Julia is ready for the next step in her football journey – college. She is ranked eighth in Appo’s senior class and plans to major in computer science. And if she has her way, just as much of her time will be spent around a major-college football program.
She has been already been accepted academically by Ole Miss and Tennessee and has also applied to Ohio State (whose football team is ranked No. 2 in the country), Michigan (No. 4), Florida (No. 18), Penn State (No. 10), Maryland, Minnesota, Clemson (No. 5) and Alabama (No. 1).
When it comes to choosing a destination, Julia sounds like a highly rated recruit.
“Financial aid is a priority, to come out of school without debt,” she said. “And also, whoever gives me the best football offer. A school that doesn’t put me in [just] as a manager.
“I have four years to prove myself to the NFL. My ultimate career aspiration is to be a coach in the NFL. I want to be on that sideline. I want to be with the X’s and O’s.”
Julia would be following in the footsteps of the NFL’s only female full-time assistant coach, Kathryn Smith. In January, the Buffalo Bills hired Smith, as their quality control-special teams coach. Smith spent several years working in non-coaching jobs for NFL teams.
Julia has already impressed two coaches. During a campus visit to Ole Miss last summer, Julia toured the football facilities with Ken Crain, the Rebels’ equipment manager. She didn’t know she was going to meet with head coach Hugh Freeze, but she was ready just in case.
She had studied Ole Miss game films. She knew the pros and cons of the Rebels’ 4-2-5 defense and hurry-up spread offense. And she handed Freeze a résumé.
“He just interviewed me about football,” she said. “I broke down his defense, and I broke down his offense. I talked to him about which recruits I liked.”
Freeze was impressed, and Julia was thrilled.
“It boosted my confidence the most,” she said. “It let me know that I do have a future in this if I work hard and persevere. It just made me want to study more film and become a better coach.”
She also had an unexpected, 10-minute talk with Baltimore head coach John Harbaugh at the Ravens’ training camp in August.

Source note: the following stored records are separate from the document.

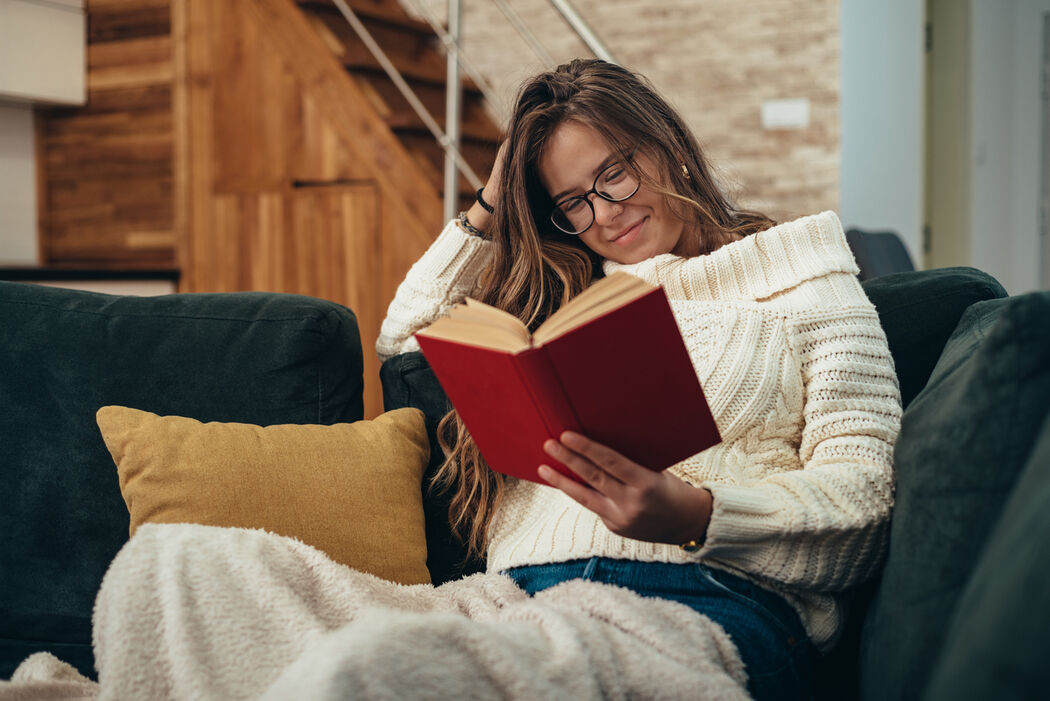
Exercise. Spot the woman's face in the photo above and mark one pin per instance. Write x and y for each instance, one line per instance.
(630, 231)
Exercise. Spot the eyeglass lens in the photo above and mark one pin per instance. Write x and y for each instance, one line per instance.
(575, 214)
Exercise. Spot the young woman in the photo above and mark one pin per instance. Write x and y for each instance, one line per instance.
(597, 174)
(757, 534)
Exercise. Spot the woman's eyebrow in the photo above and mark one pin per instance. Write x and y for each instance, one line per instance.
(609, 160)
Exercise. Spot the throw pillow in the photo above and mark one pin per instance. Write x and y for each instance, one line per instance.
(963, 443)
(352, 490)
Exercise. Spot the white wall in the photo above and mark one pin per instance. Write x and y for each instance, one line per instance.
(18, 191)
(1006, 56)
(882, 102)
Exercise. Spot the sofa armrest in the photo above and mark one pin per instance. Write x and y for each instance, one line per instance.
(255, 358)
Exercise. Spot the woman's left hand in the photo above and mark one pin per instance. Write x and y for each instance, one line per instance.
(632, 501)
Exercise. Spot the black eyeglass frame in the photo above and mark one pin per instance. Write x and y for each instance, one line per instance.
(593, 189)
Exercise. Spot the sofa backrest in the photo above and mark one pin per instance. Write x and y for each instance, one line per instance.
(244, 357)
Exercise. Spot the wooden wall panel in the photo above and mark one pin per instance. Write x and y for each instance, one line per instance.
(106, 169)
(288, 179)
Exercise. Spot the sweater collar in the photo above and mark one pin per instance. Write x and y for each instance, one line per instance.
(755, 267)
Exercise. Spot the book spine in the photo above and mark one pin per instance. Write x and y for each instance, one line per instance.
(539, 375)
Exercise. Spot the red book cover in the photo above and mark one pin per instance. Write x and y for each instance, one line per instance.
(623, 379)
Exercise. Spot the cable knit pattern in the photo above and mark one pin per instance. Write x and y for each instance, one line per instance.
(799, 377)
(443, 277)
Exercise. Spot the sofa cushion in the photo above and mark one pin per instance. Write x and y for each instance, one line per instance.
(351, 490)
(247, 357)
(995, 645)
(919, 311)
(964, 440)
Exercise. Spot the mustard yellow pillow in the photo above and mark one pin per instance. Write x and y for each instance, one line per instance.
(352, 490)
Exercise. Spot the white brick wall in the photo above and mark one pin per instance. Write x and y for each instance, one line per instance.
(716, 61)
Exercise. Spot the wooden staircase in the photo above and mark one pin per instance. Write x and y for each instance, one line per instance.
(413, 48)
(254, 145)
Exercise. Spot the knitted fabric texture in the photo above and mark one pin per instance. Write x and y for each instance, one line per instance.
(799, 377)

Harbaugh said he was going to forward her résumé to his brother Jim, head coach at Michigan.
“I broke down his offense and defense,” Julia said. “Having an NFL coach tell you they’re impressed, it helped me realize I have a future in this.”
Timpson said in all of his years as an assistant coach at Glasgow and Middletown, he has never seen any nonplayer – boy or girl – as closely involved with a football team as Julia.
“She’s doing things that other students have never tried to do,” the Appo coach said. “To break down some of the barriers, she had to break down shows that she is knowledgeable. Once we gave her a chance, she’s been an asset to us.”
Christine is thankful that her daughter received that chance.
“Coach Timpson has been excellent,” Julia’s mother said. “He has given her the opportunity of a lifetime. I couldn’t be more thankful for him believing in her.”
Now, Timpson is contemplating the future without her.
“I don’t think we can replace her at all, in what she brings to the team,” he said. “Next year, without her, I guess we’ll go back to what normal high school football is supposed to be. But for the last three years, to have her with us has been great.”
Her parents have done their best to feed Julia’s football hunger, taking her to the training camps of the New England Patriots (her favorite coach is Bill Belichick), Washington Redskins and Ravens. Her younger sister, Christina, is much more interested in field hockey than football. But Julia is all in.
The Jaguars finished 5-5 this season, but she will still be watching other teams play in the Delaware high school playoffs the next three weeks. Then she will finish school at Appo and get ready for another step up the football ladder.
“I’m so thankful to be able to do something that I love,” Julia said. “There isn’t a day that goes by where I don’t want to go to practice or I don’t want to go to a game. It’s what I want to do with my life. It’s football.”